Re: [PATCH v7 3/5] HV: Reshuffle start_cpus and start_cpu


Eddie Dong
 

-----Original Message-----
From: acrn-dev@... [mailto:acrn-dev@...]
On Behalf Of Kaige Fu
Sent: Friday, April 19, 2019 2:11 AM
To: acrn-dev@...
Subject: [acrn-dev] [PATCH v7 3/5] HV: Reshuffle start_cpus and start_cpu

This patch makes the following changes:
- Add one parameter 'mask' to start_cpus for later use.
- Set cpu state as INVALID instead of dead loop when fail to start cpu.
- Panic when there are any failures when start cpus in init_cpu_post and
host_enter_s3.

Signed-off-by: Kaige Fu <kaige.fu@...>
---
hypervisor/arch/x86/cpu.c | 47 +++++++++++++++++++++++--------
hypervisor/arch/x86/pm.c | 13 ++++++++-
hypervisor/include/arch/x86/cpu.h | 3 +-
3 files changed, 50 insertions(+), 13 deletions(-)

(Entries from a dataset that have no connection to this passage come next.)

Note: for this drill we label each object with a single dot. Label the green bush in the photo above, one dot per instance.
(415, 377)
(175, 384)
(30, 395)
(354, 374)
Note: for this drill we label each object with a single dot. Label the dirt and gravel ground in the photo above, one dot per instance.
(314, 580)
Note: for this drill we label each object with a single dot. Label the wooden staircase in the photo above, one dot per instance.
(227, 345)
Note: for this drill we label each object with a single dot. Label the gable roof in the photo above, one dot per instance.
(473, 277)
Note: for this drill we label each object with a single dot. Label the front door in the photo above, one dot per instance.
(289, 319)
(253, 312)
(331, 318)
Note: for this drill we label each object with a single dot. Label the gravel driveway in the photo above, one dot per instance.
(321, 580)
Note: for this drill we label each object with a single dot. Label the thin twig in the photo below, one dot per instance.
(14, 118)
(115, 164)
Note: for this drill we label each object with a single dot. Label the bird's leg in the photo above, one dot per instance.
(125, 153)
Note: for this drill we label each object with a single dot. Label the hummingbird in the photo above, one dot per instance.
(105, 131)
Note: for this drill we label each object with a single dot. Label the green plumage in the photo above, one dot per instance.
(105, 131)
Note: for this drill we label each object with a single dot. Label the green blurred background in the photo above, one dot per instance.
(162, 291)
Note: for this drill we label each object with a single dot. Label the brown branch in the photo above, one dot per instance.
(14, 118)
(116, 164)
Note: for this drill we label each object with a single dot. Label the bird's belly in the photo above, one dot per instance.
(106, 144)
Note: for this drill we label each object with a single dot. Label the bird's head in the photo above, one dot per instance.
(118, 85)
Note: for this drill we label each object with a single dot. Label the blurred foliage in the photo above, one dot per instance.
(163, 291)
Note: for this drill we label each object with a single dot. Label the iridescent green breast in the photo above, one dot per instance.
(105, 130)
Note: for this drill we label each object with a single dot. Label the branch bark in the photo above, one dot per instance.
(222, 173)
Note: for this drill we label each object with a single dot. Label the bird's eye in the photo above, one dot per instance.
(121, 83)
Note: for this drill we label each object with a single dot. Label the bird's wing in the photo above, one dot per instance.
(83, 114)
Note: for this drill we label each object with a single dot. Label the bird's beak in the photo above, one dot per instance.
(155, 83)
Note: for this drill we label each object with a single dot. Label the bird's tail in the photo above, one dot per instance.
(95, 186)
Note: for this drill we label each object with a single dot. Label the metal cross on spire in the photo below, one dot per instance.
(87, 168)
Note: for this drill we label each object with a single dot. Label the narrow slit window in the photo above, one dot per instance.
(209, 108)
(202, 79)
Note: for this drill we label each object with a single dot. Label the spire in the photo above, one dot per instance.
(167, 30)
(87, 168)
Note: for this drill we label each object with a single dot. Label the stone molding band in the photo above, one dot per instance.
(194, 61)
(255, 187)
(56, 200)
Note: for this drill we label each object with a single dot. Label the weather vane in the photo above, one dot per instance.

diff --git a/hypervisor/arch/x86/cpu.c b/hypervisor/arch/x86/cpu.c index
9c504cad..589faa99 100644
--- a/hypervisor/arch/x86/cpu.c
+++ b/hypervisor/arch/x86/cpu.c
@@ -164,6 +164,9 @@ void init_cpu_pre(uint16_t pcpu_id_args)
cpu_set_current_state(pcpu_id, PCPU_STATE_INITIALIZING); }

+static uint64_t ap_mask;
+static uint16_t ap_index;
+
void init_cpu_post(uint16_t pcpu_id)
{
#ifdef STACK_PROTECTOR
@@ -229,7 +232,15 @@ void init_cpu_post(uint16_t pcpu_id)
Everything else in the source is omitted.